Galvanic synthesis of bi-modal porous metal nanostructures using aluminum nanoparticle templates

Galvanic replacement reaction has been used to synthesize various metal nanostructures, in which a more cathodic (less active) metal was generated by the replacement reaction between the metal precursor solution and a more anodic (active) metal (template material). To date, Ag, Cu, Ni, and Co have been used as template materials to fabricate new nanomaterials and nanostructures. In the previous research, we showed that aluminum (Al) nanoparticles can be used to synthesize porous Ni and Co nanoparticles. In this paper, we show the galvanic synthesis of bi-modal nanostructures using Al nanoparticle templates. The template particle, Al nanoparticle (∼120 nm diameter), owing to its very low redox potential (−1.66 V vs. standard hydrogen electrode, SHE), can be replaced by metals such as Ni, Co, In, Fe, Au, Ag, Cu, Pt, Pd, and Pb. Replacement with Ni, Co, In, and Fe results in dispersed porous nanoparticles with single or multiple pores.
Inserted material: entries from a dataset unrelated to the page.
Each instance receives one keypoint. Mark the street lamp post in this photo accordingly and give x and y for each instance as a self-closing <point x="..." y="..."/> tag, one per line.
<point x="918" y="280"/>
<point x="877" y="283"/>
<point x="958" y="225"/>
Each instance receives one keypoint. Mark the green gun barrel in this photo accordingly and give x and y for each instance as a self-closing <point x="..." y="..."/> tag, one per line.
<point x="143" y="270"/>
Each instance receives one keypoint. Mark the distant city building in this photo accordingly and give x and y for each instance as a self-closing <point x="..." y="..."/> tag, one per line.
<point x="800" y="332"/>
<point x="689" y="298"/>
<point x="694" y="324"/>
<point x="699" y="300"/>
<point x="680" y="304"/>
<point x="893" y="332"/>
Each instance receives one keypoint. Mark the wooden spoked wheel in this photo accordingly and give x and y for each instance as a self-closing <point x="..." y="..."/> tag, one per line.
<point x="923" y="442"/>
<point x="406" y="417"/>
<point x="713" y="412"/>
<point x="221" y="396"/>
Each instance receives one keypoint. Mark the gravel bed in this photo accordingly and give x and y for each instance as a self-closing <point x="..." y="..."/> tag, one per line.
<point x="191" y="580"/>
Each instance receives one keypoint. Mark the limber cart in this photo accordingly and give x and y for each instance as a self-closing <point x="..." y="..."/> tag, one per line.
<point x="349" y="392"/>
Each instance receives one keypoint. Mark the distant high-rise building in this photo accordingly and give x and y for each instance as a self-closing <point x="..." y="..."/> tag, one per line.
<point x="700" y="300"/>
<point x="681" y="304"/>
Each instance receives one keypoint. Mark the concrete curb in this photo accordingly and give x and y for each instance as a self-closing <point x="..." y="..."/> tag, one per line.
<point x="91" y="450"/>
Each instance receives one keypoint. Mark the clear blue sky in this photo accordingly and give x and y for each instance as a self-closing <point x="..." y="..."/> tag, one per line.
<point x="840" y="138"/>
Continuous, porous nanostructures of larger micron sized aggregates are formed by replacement with Ag, Au, Pd, and Pb, and spherical porous particles by replacement with Cu and Pt. We speculate that growth kinetics play an important role in the formation of the porous nanostructures. Growth mechanisms are proposed to explain the formation of bi-modal porous nanostructures.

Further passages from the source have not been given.